Medvedev mengatakan sudah berulang kali memberitahu Washington masalah terbesarnya. Kerangka kerja untuk mengganti perjanjian New Start tidak dapat dilakukan tanpa keterlibatan Rusia.
Di aplikasi kirim pesan Telegram, Senin (2/8/2022) Medvedev menulis Biden dengan "enggan meludahkan" ajakan menggelar perundingan senjata yang baru. Ia menyinggung tentang perjanjian senjata Uni Soviet-AS yang disepakati dengan susah payah selama Perang Dingin.

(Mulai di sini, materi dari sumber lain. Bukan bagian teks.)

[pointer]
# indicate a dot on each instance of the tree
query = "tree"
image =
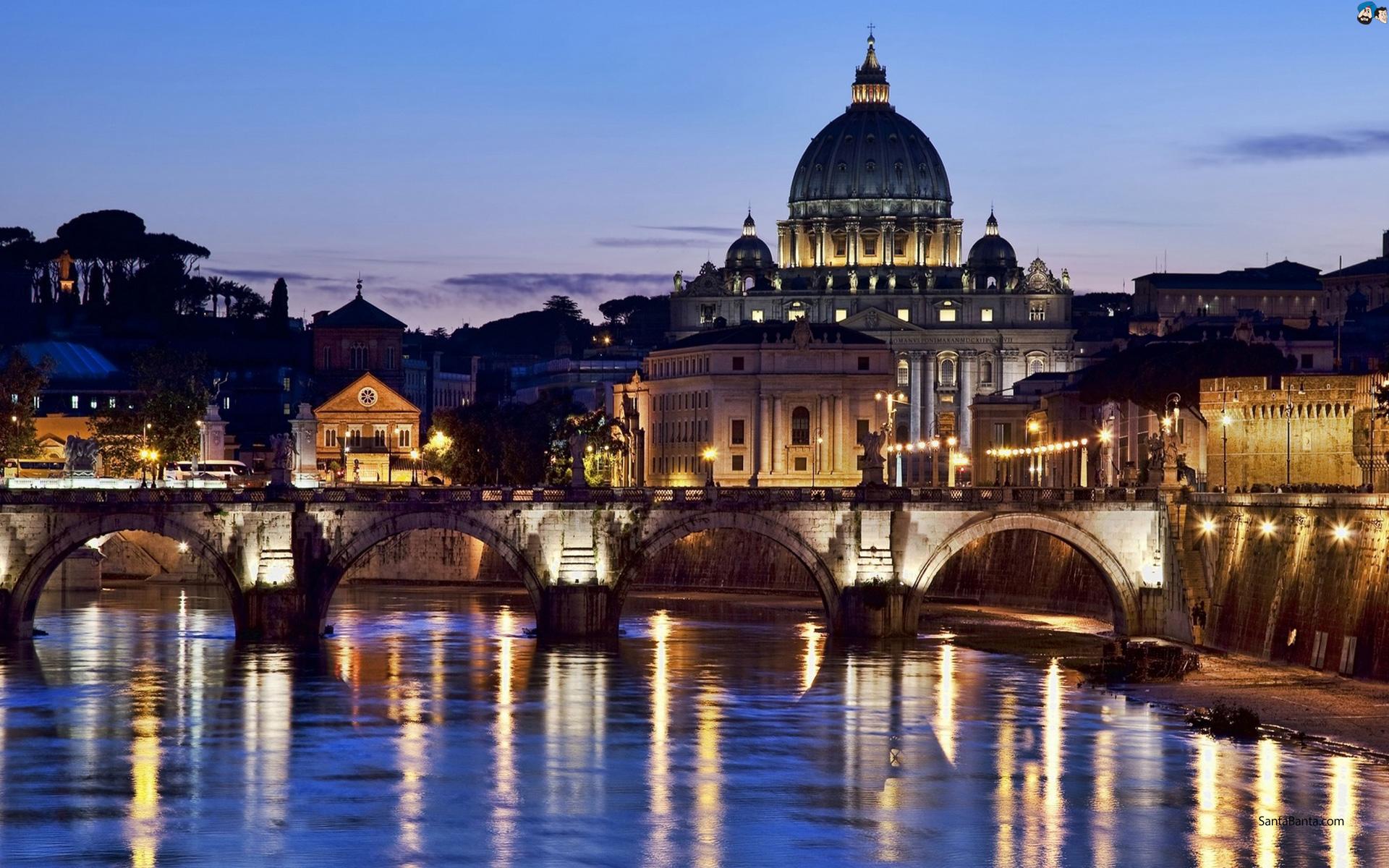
(20, 382)
(174, 396)
(564, 306)
(278, 315)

"Semua ini, tentu saja bagus, tapi izinkan saya untuk mengatakannya sekali lagi, situasi saat ini jauh lebih buruk dari Perang Dingin," tulis Medvedev yang menjabat sebagai presiden saat Putin duduk di kursi perdana menteri.
"Jauh lebih buruk! Dan bukan karena kesalahan kita sendiri. Hal yang utama apakah kita benar-benar membutuhkan ini? Dunia sudah tempat yang berbeda."
Sumber dari Kementerian Luar Negeri Rusia mengungkapkan kebinggungan tentang proposal Biden untuk menegosiasikan Perjanjian New Start yang akan berakhir pada 2026. Dalam pernyataannya Senin (1/8/2022) kemarin Biden mengatakan pemerintahnya siap untuk menegosiasikan kerangka kerja baru "dengan cepat".
Namun Rusia harus menunjukkan kesiapan untuk kembali bekerja dalam pengendalian senjata nuklir dengan AS.
"Ini pernyataan serius atau situs Gedung Putih diretas? Bila maksudnya masih serius, mereka ingin berdiskusi dengan siapa?" kata sumber dari Kementerian Luar Negeri Rusia.
New START Treaty yang ditandatangani 2011 mewajibkan AS dan Rusia membatasi penggunaan rudal balistik antar-benua, rudal balistik dari kapal selam dan perangkat bom berat untuk senjata nuklir.
Selain itu perjanjian ini juga membatasi hulu ledak nuklir dipasang di rudal dan bom dan peluncur untuk rudal-rudal itu. Kedua belah pihak mencapai kesepakatan pada batas tengah pada 5 Februari 2018 dan perjanjian diperpanjang hingga 4 Februari 2026.